Home News Indian State Craft Maps prove a big draw.

Indian State Craft Maps prove a big draw.

For a country whose memories of beautiful Jammu and Kashmir have been scarred by the decade- long bloodshed and gore, a crafts map of the state with paintings by Hakim Gulam Mohammad comes a welcome relief.

This, and similar maps of other states rich in tradition have been enticing visitors to thr Academy of Fine Arts and Literature, where they have been exhibited along with original Art work.

The Maps Contain paintings or drawings of the region concerned and also provide information about the place, its textiles and craft. That way, they serve to introduce a State in an Aesthetic manner. A huge change from the boring information booklets available at most tourist offices. The show is organised by the Delhi-based Dastkari Haat Samiti. It concludes April 6.
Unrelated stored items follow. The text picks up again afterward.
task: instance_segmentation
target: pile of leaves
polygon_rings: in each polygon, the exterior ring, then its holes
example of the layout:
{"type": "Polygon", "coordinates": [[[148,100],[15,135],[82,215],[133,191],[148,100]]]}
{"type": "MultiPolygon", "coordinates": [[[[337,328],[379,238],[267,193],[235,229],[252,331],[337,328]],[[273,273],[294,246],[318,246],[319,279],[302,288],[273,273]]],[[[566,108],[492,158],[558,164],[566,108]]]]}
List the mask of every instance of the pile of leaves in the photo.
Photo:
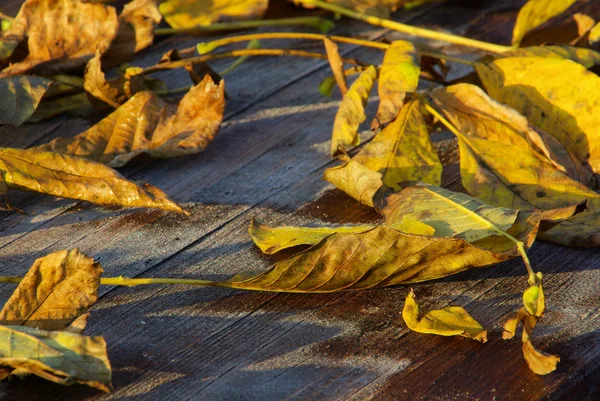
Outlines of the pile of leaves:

The first of these maps was released in 1994 during the inaugration of the Delhi Haat. Over the years, maps of other states and regions took shape. However the thought of exhibiting them along with the artwork came after the map of India, painted by artist Aparna Caur was inaugurated by the Prime Minister, Mr. A. B. Vajapayee, last month, the President of Haat, Ms. Jaya Jaitly, told UNI.

This Show covers the states of Jammu and Kashmir, tamil Nadu, Bihar, Gujrat, undivided Madhya prades, Orissa, Rajasthan and the Seven sisters of North-East. A map od Delhi and India also form part of this.

Most of them have been done by traditional artists. The Map of MP was painted by tribal artists Jangadh Singh Shyam, who commited sucide in Japan last year.

On the anvil are maps of the newly defined Madhya Pradesh, Maharashtra, Uttar Pradesh, Kerala, West Bengal, Jahrkhand, Goa and Sikkim. “We earlier made only one map a year. It was increased to two. With improved technology, we can now produce three maps a year. Maybe, one each from different regions,” Ms Jaya said. The Exact specifics of the map was certified Geological Survey of India and then given to the artist. They painted around it.

The government has also been given two lots of the maps. So have embassies abroad. But, sadly there has been no response, She said. “I felt an exhibition would create awareness that unique maps like these existed,” she added.

Ms. Aparna has done two paintings for the maps. One of Kabir (he signifies peace in these times of strife, she says) and the other portraying a lady with a pot in her hand. The water flows from the tip of Jammu and Kashmir to fall into the Indian Ocean at the Southern Tip.

Mr. Ramachandran of Tamil Nadu derives inspiration from the famed Thanjavur style of painting and uses kumkum (vermillion) colours of its textiles. The map of the northeast by Mr. Sitt Nyein Aye of Burma has each state depicted through the typical handloom or bamboo woven Pattern.

Ms. Jaya says people have responded well to the exhibition here and have been captivated by its novelty. Prints of the maps, priced at Rs. 125, are available for sale at the venue.